I have reviewed the memoranda of authority that [has been] furnished me, and I have considered the stipulated facts. Based upon my review of the authorities and the stipulated facts, including the facts alleged in the bill of complaint taken as true, I overrule the demurrer. The defendants make their demurrer on two grounds. First, the defendants argue that they are immune from injunction in a nuisance action because it is established in Virginia that a governmental body cannot be enjoined from performing an authorized act; and as a public contractor, the defendants maintain this immunity. Next, the defendants argue that the definition of nuisance in § 15.1-29.21 of the Code of Virginia (1950), as amended, is too indefinite, uncertain, and vague, and therefore violates the due process clauses of both the United States Constitution and the Constitution of the Commonwealth of Virginia.
This Court cannot agree that the government (or a government contractor) is immune from injunction in a nuisance action. The defendants have cited three cases in support of this proposition. In City of Newport News v. Hertzler, 216 Va. 587, 221 S.E.2d 146 (1976), the Circuit Court of Newport News issued an injunction against the *99City for the operation of a public park. The Supreme Court of Virginia reversed. Citing Portsmouth v. Weiss, 145 Va. 94, 109, 133 S.E. 781, 786 (1926), the Court held that a municipal corporation has no immunity from creating and maintaining a nuisance, where the act complained of is not authorized by law. (emphasis added) 216 Va. at 592-593. In Newport News v. Hertzler, the Court reversed the decree of the lower court granting injunctive relief because the decree of the lower court was without sufficient evidence to support the decree. The Court in Newport News v. Hertzler did not hold that municipal corporations are immune from injunctions in nuisance actions. To the contrary, the Court established a test to determine whether or not a government entity is immune in nuisance actions. In Newport News v. Hertzler, 216 Va. 587, 595, the Court stated:
where a municipality has the right to operate a particular facility, such operation ordinarily would not constitute an actionable nuisance unless it was negligently performed.
In Virginia Beach v. Steel Fishing Pier, 212 Va. 425, 184 S.E.2d 749 (1971), the Circuit Court of Virginia Beach granted a judgment against the City of Virginia Beach for establishing jetties which interfered with a private fishing pier. The Court reversed the trial court and held that where the acts charged to be a nuisance were lawfully authorized and done without negligence, no action could stand against the city. 212 Va. at 427.
This same rule was affirmed by the Supreme Court of Virginia in Taylor v.

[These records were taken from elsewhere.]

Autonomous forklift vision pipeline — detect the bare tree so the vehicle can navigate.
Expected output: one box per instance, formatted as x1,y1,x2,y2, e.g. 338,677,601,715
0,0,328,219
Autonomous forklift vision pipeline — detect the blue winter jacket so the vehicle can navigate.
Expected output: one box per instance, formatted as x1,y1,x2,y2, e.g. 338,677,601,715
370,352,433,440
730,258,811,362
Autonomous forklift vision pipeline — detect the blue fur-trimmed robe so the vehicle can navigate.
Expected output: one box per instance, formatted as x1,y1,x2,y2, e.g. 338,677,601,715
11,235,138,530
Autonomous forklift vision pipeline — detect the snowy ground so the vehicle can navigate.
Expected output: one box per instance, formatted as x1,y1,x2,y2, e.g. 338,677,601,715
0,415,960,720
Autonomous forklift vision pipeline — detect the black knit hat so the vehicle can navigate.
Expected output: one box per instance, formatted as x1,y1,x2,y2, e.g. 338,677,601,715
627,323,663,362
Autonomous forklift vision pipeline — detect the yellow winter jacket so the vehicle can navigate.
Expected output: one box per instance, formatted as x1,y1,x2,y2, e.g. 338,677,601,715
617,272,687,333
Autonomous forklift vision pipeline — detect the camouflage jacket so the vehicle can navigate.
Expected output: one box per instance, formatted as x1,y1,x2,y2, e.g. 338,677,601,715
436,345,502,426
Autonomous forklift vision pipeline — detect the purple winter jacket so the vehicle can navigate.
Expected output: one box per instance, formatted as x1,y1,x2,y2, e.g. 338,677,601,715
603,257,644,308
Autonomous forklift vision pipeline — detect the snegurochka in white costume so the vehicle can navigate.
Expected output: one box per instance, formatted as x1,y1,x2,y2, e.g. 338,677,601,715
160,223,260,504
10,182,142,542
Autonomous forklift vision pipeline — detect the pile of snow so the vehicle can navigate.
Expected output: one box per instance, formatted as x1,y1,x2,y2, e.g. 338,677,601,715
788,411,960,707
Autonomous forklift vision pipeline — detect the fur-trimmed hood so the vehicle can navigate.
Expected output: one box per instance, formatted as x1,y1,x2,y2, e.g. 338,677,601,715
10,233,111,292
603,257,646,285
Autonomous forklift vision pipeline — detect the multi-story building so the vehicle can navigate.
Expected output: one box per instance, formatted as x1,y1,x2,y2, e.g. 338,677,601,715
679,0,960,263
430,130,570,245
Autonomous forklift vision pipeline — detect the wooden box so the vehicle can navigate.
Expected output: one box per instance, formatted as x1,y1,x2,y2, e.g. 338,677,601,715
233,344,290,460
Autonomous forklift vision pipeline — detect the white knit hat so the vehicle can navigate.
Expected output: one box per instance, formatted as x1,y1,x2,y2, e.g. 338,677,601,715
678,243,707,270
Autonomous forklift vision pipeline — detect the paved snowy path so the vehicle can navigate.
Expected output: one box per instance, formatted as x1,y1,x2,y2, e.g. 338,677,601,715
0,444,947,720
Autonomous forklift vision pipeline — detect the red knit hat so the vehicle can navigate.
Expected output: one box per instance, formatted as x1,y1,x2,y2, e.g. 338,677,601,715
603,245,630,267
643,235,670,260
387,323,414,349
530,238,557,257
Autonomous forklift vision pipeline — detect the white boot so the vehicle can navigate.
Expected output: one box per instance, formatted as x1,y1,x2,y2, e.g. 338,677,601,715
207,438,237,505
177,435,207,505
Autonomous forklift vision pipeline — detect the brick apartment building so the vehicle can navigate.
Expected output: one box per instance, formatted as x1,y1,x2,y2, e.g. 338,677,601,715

City of Charlottesville, 240 Va. 367, 373, 397 S.E.2d 832 (1990). This case involved a damage case for the maintenance of a city street.
In Portsmouth v. Weiss, 145 Va. 94, the Supreme Court of Virginia held that a municipal corporation does not have immunity from creating or maintaining a nuisance.
The only distinction between the instant case and the cases cited above is that the instant case involves an allegation of a public nuisance, rather than a private nuisance. This Court can find no rational distinction between immunity from a public nuisance and immunity from a private nuisance.
*100Because this Court has ruled that governmental immunity, under certain facts, does not apply to the maintenance of a nuisance, it is not necessary to determine whether or not the defendants constitute a public contractor that shares the government’s immunity from injunction. The Court notes, parenthetically, that it appears that a public contractor does share in governmental immunity if that immunity applies. Therefore, in the instant case, it is a factual issue whether or not the defendants constitute a government contractor which may share in governmental immunity.
The second issue raised in the demurrer of the defendants is whether or not the nuisance in § 15.1-29.21 of the Code of Virginia is unconstitutionally indefinite, uncertain and vague. By its very nature, the term "nuisance" does not allow an exact definition. However, the term has been defined by the Supreme Court of Virginia. National Energy Corporation v. O’Quinn, 223 Va. 83, 286 S.E.2d 181 (1982); City of Virginia Beach v. Murphy, 239 Va. 353 (1990); and Barnes v. Quarries, Inc., 204 Va. 414, 417, 132 S.E.2d 395, 397 (1963).
Accordingly, it is the holding of this Court that terms nuisance and private nuisance have been defined under the common law of the State of Virginia, and therefore, the statute is not unconstitutionally vague.
Mr. Shreve will draw an order overruling the demurrer.